Using PatternTokenizer

Hello,
Is it correct that in order to use the PatternTokenizer, one would
need to implement a plugin similar to icu?

Thanks,
Paul

Yes, but it can be part of the built in analyzers in elasticsearch (I assume
you refer to the one in Lucene).

-shay.banon

On Sun, Jul 25, 2010 at 12:28 PM, Paul ppearcy@gmail.com wrote:

Hello,
Is it correct that in order to use the PatternTokenizer, one would
need to implement a plugin similar to icu?

Thanks,
Paul

Add this: Analysis: Add pattern analyzer · Issue #276 · elastic/elasticsearch · GitHub.

On Sun, Jul 25, 2010 at 9:50 PM, Shay Banon shay.banon@elasticsearch.comwrote:

Yes, but it can be part of the built in analyzers in elasticsearch (I
assume you refer to the one in Lucene).

-shay.banon

On Sun, Jul 25, 2010 at 12:28 PM, Paul ppearcy@gmail.com wrote:

Hello,
Is it correct that in order to use the PatternTokenizer, one would
need to implement a plugin similar to icu?

Thanks,
Paul

Yeah, it probably makes sense to have it built in. I'd be happy to
create a fork and submit it. Would plan on exposing the pattern,
lowercase, and stopwords options that map directly to Lucene's
PatternAnalyzer inputs.

A separate pattern tokenizer would be nice to combine with other
options, but that doesn't appear to exist in Lucene (though Solr has a
more flexible version based on regex grouping that will probably be
available with the Lucene/Solr merge). Not that it would be hard to
write, just don't need it for my use case.

Thanks,
Paul

On Jul 25, 12:50 pm, Shay Banon shay.ba...@elasticsearch.com wrote:

Yes, but it can be part of the built in analyzers in elasticsearch (I assume
you refer to the one in Lucene).

-shay.banon

On Sun, Jul 25, 2010 at 12:28 PM, Paul ppea...@gmail.com wrote:

Hello,
Is it correct that in order to use the PatternTokenizer, one would
need to implement a plugin similar to icu?

Thanks,
Paul

Huh, somehow the Nabble (which shows your response referencing
Analysis: Add pattern analyzer · Issue #276 · elastic/elasticsearch · GitHub) and
google groups which doesn't are out of sync.

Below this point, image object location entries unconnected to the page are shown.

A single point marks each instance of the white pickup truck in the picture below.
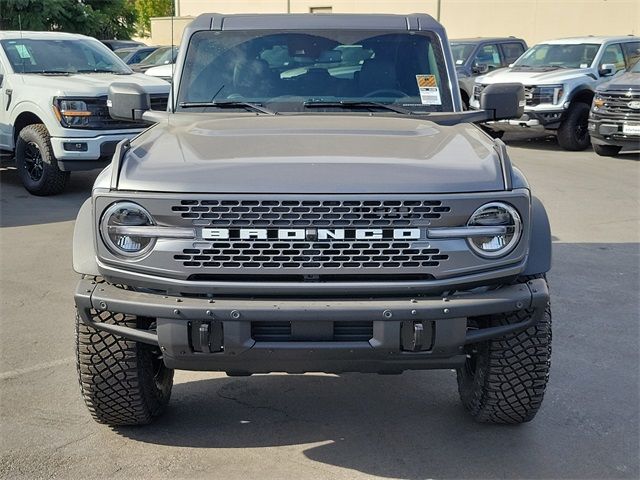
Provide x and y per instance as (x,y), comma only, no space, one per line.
(53,105)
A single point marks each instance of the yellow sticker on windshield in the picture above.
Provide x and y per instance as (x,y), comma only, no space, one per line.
(429,91)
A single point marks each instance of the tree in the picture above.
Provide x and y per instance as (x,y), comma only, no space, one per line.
(96,18)
(145,9)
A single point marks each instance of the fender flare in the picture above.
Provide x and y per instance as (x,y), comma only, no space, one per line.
(540,247)
(84,251)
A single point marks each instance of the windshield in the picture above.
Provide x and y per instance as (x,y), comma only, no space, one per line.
(161,56)
(461,52)
(61,56)
(560,56)
(292,69)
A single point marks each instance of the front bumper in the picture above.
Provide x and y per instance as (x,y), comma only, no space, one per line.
(610,131)
(92,152)
(208,334)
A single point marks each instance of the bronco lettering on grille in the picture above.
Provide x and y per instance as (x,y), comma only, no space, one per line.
(311,234)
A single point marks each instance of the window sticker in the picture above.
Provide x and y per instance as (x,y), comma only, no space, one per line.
(22,51)
(429,91)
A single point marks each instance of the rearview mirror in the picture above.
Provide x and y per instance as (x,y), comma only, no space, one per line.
(127,101)
(480,68)
(506,100)
(607,69)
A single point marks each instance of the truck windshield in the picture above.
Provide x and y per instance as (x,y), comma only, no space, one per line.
(461,52)
(559,56)
(290,70)
(61,56)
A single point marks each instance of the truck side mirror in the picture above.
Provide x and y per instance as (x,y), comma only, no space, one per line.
(506,100)
(127,101)
(607,69)
(480,68)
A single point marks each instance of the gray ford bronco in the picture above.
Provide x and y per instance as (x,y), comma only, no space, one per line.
(314,200)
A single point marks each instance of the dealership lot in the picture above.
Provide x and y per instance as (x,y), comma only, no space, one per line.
(347,426)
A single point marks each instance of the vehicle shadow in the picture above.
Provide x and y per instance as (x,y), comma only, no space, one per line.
(19,208)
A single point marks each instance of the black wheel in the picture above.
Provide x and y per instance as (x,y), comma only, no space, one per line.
(606,150)
(573,133)
(37,167)
(122,382)
(504,379)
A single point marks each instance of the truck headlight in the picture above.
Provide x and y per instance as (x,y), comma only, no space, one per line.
(117,235)
(550,93)
(495,214)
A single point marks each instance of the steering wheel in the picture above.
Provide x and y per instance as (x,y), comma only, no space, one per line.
(393,92)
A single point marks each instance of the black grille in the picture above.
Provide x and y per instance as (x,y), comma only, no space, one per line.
(617,104)
(284,332)
(260,254)
(289,213)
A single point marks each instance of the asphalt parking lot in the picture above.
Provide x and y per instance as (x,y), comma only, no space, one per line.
(347,426)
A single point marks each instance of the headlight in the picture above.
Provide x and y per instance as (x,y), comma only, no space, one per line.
(117,234)
(495,214)
(598,102)
(550,93)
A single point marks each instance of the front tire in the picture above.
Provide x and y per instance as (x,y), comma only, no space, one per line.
(504,379)
(122,382)
(573,133)
(606,150)
(37,166)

Anyway, thanks a ton! Seems straight forward and I'll let you know if
there are any issues.

Best Regards,
Paul

On Jul 25, 5:16 pm, Paul ppea...@gmail.com wrote:

Yeah, it probably makes sense to have it built in. I'd be happy to
create a fork and submit it. Would plan on exposing the pattern,
lowercase, and stopwords options that map directly to Lucene's
PatternAnalyzer inputs.

A separate pattern tokenizer would be nice to combine with other
options, but that doesn't appear to exist in Lucene (though Solr has a
more flexible version based on regex grouping that will probably be
available with the Lucene/Solr merge). Not that it would be hard to
write, just don't need it for my use case.

Thanks,
Paul

On Jul 25, 12:50 pm, Shay Banon shay.ba...@elasticsearch.com wrote:

Yes, but it can be part of the built in analyzers in elasticsearch (I assume
you refer to the one in Lucene).

-shay.banon

On Sun, Jul 25, 2010 at 12:28 PM, Paul ppea...@gmail.com wrote:

Hello,
Is it correct that in order to use the PatternTokenizer, one would
need to implement a plugin similar to icu?

Thanks,
Paul